Técnicos de som sob o palco da PSO |
Pioneira na gravação em estéreo e com
recursos do inédito Fantasound, a Disney efetuou diversas alterações acústicas na
sala, além de dispor técnicos sob o palco para cada um dos nove canais
utilizados. Na estreia, o filme percorreu 13 cidades, uma espécie de caravana.
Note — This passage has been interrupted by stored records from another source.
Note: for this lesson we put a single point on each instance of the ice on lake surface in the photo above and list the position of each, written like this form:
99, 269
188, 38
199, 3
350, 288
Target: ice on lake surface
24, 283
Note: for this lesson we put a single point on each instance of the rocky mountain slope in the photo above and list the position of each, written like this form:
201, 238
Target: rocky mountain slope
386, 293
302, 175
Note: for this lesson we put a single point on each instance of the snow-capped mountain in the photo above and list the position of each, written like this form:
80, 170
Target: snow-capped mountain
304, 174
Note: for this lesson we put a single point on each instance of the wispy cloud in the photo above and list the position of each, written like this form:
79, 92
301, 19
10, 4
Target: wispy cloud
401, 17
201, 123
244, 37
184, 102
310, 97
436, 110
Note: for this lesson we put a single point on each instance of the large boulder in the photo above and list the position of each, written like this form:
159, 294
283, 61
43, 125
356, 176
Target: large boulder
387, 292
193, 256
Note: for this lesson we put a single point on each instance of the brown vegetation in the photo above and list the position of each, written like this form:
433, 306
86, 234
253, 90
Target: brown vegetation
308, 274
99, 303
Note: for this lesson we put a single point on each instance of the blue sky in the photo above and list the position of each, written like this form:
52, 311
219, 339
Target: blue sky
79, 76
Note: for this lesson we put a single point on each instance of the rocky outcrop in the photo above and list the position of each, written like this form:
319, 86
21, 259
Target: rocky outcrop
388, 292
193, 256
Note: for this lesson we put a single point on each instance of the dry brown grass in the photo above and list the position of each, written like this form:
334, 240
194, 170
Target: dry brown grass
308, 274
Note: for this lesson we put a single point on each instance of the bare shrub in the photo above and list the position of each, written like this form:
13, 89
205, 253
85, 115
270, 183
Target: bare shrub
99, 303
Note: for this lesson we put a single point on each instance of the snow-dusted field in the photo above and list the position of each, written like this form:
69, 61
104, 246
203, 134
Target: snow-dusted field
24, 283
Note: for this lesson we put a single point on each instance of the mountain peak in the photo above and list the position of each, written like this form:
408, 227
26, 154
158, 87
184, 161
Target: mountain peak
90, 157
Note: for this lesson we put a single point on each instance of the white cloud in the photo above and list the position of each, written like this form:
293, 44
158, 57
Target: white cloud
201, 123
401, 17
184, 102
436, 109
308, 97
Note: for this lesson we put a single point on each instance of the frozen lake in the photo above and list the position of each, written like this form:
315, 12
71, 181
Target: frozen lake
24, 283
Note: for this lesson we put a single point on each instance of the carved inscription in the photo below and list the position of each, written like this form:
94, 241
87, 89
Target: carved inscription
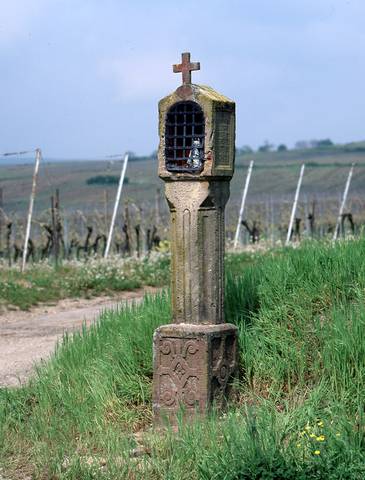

A cada segundo, 24 desenhos foram sincronizados
à perfeição com a música. Não apenas braços e pernas, também os olhos, a
expressão, as roupas e os cenários têm movimentos naturais, trabalho que
alcançou o 23° lugar em vendas de toda a história do cinema, vídeo-games e
correlatos.
Girassol e a "centaurette" |
Nos anos 1960, tempos de movimentos
antirracistas com Luther King Jr. em ascensão, trechos da Sinfonia Pastoral
foram cortados: Girassol, um pequeno centauro negro, polia as patas de Otika, uma
charmosa “centaurette” branca. Foi o suficiente para a Disney receber uma
avalanche de protestos. Parte da cena foi
removida mas os originais ficaram guardados, intactos.
Outra polêmica: em vista da receita
de USD 120 milhões (R$ 956 mi corrigidos) em novas mídias, como o VHS e o MMDC,
a Orquestra da Filadélfia abriu em 1990 um processo reivindicando direitos
conexos à Disney Company. Na ação, pleiteava sua parte no lucro, até que quatro
anos depois as partes chegaram a um acordo fora dos tribunais.
Trabalho de efeito com as sombras dos músicos da orquestra |
Fantasia tem início exatamente com essa
orquestra. Jogos e efeitos de silhuetas, músicos acomodando-se nas cadeiras e
aquecendo seus instrumentos. Após uma preleção do crítico Deems Taylor,
apresentador de cada segmento, é chamado ao pódio o maestro Leopold Stokowski, que
dá início à execução da grandiosa
Toccata e Fuga em Ré menor, obra de Bach para órgão em arranjo instrumental para
orquestra sinfônica de autoria do próprio maestro.
O filme tem a duração de 126 minutos,
custou R$ 167,7 mi (corrigidos) - ou R$ 22.182 por segundo. Porém, acima dessa
dança de valores monumental está a perfeição da obra-prima. Um trabalho de formiga
com tecnologia precária, se comparada à dos dias atuais - artesanato 100%
analógico de grandes proporções cujo resultado final não encontra páreo nas superproduções
digitais das animações modernas. Nem em números nem em qualidade.